第52話:『敵地の視察』
合同任務を前に、互いの信頼を深めるという名目で、
サオトメ技研とディフェンス・ノヴァの相互見学が決まった。
「他社の施設を見るのも、技術者として勉強になるわね」
アリスが前向きに提案し、俺たち一行は相手の基地へ向かった。
ディフェンス・ノヴァの拠点は、質実剛健な軍事要塞だった。
並んでいるのは最新鋭の重戦車と、統制された整備兵たち。
「……フン。金のかけ方が違うな。工作機械の精度も、
うちのガレージ上がりとは比べものにならねえ」
俺は並ぶ重機を眺め、純粋な設備投資の差に舌を巻いた。
案内役の幹部は、自信満々にドックの深部まで見せて回る。
「我が社の戦車は、どんな過酷な戦場でも盾となります。
貴社のユイ様は、安心して空の露払いをお願いしたい」
その言葉に嘘はないように聞こえるが、俺はどこか、
あまりに整いすぎた「完璧な歓迎」に微かな違和感を覚えた。
「……ゲンおじさん。ここ、空気が重くて、落ち着かない」
ユイが俺の袖を掴み、小声で不安を口にする。
一方、新入りのカナタは、配置された戦車の「影」を、
まるで盤上の駒を数えるような冷徹な目で見つめていた。
「……面白い布陣ですね。
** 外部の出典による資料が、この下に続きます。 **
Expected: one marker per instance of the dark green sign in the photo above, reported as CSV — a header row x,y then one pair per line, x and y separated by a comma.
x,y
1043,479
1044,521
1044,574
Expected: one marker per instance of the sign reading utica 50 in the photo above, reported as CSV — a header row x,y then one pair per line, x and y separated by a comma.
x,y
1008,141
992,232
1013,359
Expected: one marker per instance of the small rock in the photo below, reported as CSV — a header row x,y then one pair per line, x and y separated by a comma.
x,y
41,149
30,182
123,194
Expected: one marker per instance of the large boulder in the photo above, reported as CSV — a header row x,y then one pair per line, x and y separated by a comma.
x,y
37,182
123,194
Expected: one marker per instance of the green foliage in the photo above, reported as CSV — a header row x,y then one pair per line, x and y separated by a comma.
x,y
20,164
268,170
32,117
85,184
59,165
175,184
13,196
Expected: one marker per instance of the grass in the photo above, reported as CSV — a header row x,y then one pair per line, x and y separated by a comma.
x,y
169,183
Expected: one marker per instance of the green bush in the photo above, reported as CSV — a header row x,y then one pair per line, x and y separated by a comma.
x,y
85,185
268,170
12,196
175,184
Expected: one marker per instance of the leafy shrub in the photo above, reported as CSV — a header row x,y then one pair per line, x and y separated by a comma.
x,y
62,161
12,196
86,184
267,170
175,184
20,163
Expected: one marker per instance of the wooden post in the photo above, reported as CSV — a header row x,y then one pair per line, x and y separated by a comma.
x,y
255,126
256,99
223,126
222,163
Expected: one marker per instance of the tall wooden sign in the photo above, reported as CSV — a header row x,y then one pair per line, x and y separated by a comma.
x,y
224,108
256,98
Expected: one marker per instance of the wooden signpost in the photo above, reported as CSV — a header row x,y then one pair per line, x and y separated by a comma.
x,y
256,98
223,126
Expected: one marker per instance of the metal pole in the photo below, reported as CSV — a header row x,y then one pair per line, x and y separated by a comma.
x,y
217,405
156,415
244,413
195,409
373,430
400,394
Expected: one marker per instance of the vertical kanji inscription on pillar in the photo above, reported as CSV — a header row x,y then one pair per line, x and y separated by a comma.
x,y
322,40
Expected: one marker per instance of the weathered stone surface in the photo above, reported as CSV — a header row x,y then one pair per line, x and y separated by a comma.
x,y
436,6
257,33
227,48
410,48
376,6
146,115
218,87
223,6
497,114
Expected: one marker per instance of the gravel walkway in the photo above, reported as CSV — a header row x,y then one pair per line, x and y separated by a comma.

整備効率を重視しているようで、
実は外部からの『接触』に特化した導線になっている……」
カナタの独り言の内容は、俺にも理解できない深淵なものだったが、
彼女の指先が、警戒を示すように微かに震えていた。
「さて、次は貴社の素晴らしいアリーナを見せてください」
幹部がニヤリと笑い、俺たちはサオトメ技研へと戻る。
相手の懐を覗いたはずが、逆にこちらの急所を
晒しに行くような、奇妙な焦燥感が胸を掠めた。
この相互見学の裏で、奴らの「毒」を仕掛ける隙が、
着実に、そして巧妙に狙われ始めていた。